The Pilsen neighborhood has been at the center of battles over gentrification. Now the longtime Mexican American community is facing a new twist involving old buildings.
Architectural preservationists worry that many of the neighborhood’s historic buildings will be threatened by ongoing development in the area. In May, the Commission on Chicago Landmarks recommended that the city designate parts of Pilsen as a landmark district to protect more than 700 structures, many more than 100 years old. It would also safeguard murals in the district.
“It would be the largest landmark district in Chicago,” said Ward Miller, executive director of Preservation Chicago, which worked with the city on the proposal. Miller says that while the designation would require property owners to maintain the historic look of building facades and rooflines, it would not limit changes to the building interiors or parts of the exterior not visible from the street.
Still, many Pilsen property owners are concerned about the restrictions and the added cost.

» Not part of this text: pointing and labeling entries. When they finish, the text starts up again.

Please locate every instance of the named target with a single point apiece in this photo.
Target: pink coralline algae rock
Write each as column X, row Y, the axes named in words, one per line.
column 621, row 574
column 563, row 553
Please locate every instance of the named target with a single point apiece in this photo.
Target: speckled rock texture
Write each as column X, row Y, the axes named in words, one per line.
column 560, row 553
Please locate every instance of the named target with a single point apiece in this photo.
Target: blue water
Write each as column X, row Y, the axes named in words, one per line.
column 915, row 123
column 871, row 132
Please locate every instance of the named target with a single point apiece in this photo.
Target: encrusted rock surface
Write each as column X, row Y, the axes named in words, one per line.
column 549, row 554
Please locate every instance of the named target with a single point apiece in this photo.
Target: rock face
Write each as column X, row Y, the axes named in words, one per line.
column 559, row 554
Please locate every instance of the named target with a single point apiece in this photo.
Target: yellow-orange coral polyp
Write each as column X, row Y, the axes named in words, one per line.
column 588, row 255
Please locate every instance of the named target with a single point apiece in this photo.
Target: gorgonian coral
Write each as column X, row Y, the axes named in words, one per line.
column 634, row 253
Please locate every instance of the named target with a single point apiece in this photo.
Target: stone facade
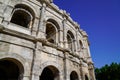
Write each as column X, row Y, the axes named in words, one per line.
column 39, row 41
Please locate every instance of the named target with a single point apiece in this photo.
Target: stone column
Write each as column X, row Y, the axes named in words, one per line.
column 91, row 72
column 35, row 73
column 81, row 70
column 41, row 29
column 61, row 38
column 64, row 33
column 66, row 64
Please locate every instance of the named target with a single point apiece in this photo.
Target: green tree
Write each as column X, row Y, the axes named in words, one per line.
column 108, row 72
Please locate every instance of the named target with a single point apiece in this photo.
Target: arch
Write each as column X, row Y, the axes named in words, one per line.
column 11, row 69
column 86, row 77
column 70, row 40
column 50, row 73
column 80, row 44
column 23, row 15
column 74, row 76
column 52, row 31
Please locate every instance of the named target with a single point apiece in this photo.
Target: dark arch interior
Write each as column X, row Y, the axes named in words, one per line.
column 69, row 41
column 21, row 18
column 9, row 70
column 74, row 76
column 80, row 43
column 49, row 74
column 50, row 33
column 86, row 77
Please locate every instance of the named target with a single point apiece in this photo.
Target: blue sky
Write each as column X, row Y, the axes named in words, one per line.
column 101, row 20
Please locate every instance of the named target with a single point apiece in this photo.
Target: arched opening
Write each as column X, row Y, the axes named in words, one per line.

Arturo Garza grew up in Pilsen and owns five properties in the proposed district. One, he says, is a single-story building with taller buildings on either side.
“When I bought it, my plan was to build a taller building there. This won’t let me,” he said. Garza says he and other property owners have gotten signed affidavits from more than 20% of the property owners in the district saying they oppose the plan. \
Ald. Byron Sigcho-Lopez, 25th Ward, says he understands the need to preserve historic buildings. “But after looking more carefully at this I was absolutely convinced that we needed more time to hear from Pilsen residents,” he said.
Proponents argue that in addition to preserving the significant art and architecture, creating a landmark district would help slow further displacement of the community’s longtime residents. Yet Sigcho-Lopez, a longtime anti-gentrification activist in Pilsen, says he is hearing much more opposition from residents than support.